Everybody’s preferred gear list is different, yet be prepared for all outcomes.
Oh yeah, and always bring a dry pair of socks!
Don’t Miss: How to Stay Warm in a Tent
7. Utilize Household Items
There’s no need to buy expensive waterproof products when a few common household items can do the trick.
- Trash Bags: The Swiss-Army knife of cheap camping accessories. You can use a trash bag as a backpack cover, waterproof storage, poncho, or simply a trash bag.
- Duct Tape: An engineer’s favorite tool. You can always use duct tape to patch leaks in your tent seams or fix holes in your gear.
- Plastic Sandwich Bags (Ziploc): A simple, waterproof storage solution. They can be used for kindling, food, and electronics (and you should still be able to use the touch screen and camera options on your Smartphone).
- Rubber Gloves: In cold weather conditions, wear rubber gloves underneath a warmer pair of knit gloves to keep your fingers dry and warm.
- Cotton Balls and Vaseline (petroleum jelly): Vaseline and cotton balls are fantastic waterproof firestarters when used in combination.
8. Fire It Up
I’ve seen fire, and I’ve seen rain, but I’ve also seen a fire built in the rain.
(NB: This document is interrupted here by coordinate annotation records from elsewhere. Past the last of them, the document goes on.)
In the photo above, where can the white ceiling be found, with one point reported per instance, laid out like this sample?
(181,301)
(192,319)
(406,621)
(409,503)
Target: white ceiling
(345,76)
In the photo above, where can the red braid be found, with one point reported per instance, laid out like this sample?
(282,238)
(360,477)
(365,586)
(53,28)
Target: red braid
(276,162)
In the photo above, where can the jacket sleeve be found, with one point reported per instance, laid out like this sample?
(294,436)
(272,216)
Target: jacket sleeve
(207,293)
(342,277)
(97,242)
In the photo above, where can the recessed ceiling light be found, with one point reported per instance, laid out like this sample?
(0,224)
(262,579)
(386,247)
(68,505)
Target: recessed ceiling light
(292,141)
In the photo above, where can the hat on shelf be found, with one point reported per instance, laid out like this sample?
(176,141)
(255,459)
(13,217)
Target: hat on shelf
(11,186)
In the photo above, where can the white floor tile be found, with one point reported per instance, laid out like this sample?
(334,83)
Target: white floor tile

Sure, it may be difficult to spark a flame in wet conditions, but it’s not impossible.
- If available, pitch a tarp over the firepit, high enough that it won’t catch on fire. I like to rig it high enough, so I’m able to stand underneath.
- Next, you’ll need to collect firewood and tinder. Opt for smaller branches since they dry out faster than large ones, and once you think you have collected enough, collect more.
- For the tinder, some people bring firestarters to the campsite like cotton balls and Vaseline, Doritos (yes, these work great), or dry kindling in a plastic bag. If you didn’t prepare ahead of time, peel back bark on a tree and scrape the material with a knife from underneath.
- Finally, it’s time to build your fire and catch a spark. Construct a standard teepee and use your ignition source to spark a flame (I use UCO Titan Stormproof Matches). Don’t be discouraged if it doesn’t catch on the first attempt. Start small and keep building. Soon enough, you’ll have a steady fire to keep you warm and help to dry out any gear that’s soaked.
9. Change the Mood
So, you’ve exhausted all your options and are now confined to your tent for the night.
Instead of sulking in the wet conditions, use this time to have a little family fun.
You can play board games, read a book, write in a journal, watch a movie, or lay back and relax while listening to the soft pitter-patter of raindrops on your shelter.
If you are car camping, perhaps you want to pack up and head to a nearby town to hang with the locals.
Whatever the case, don’t let a little water ruin your camping trip.
10. Deal With It
Finally, it’s important to realize that camping conditions are always unpredictable.
But still, how many people do you know that complain about the weather?
The best thing you can do about the rain is deal with it.
If you aren’t ready to deal with a bit of drizzle, there’s no shame in packing up the car and heading home.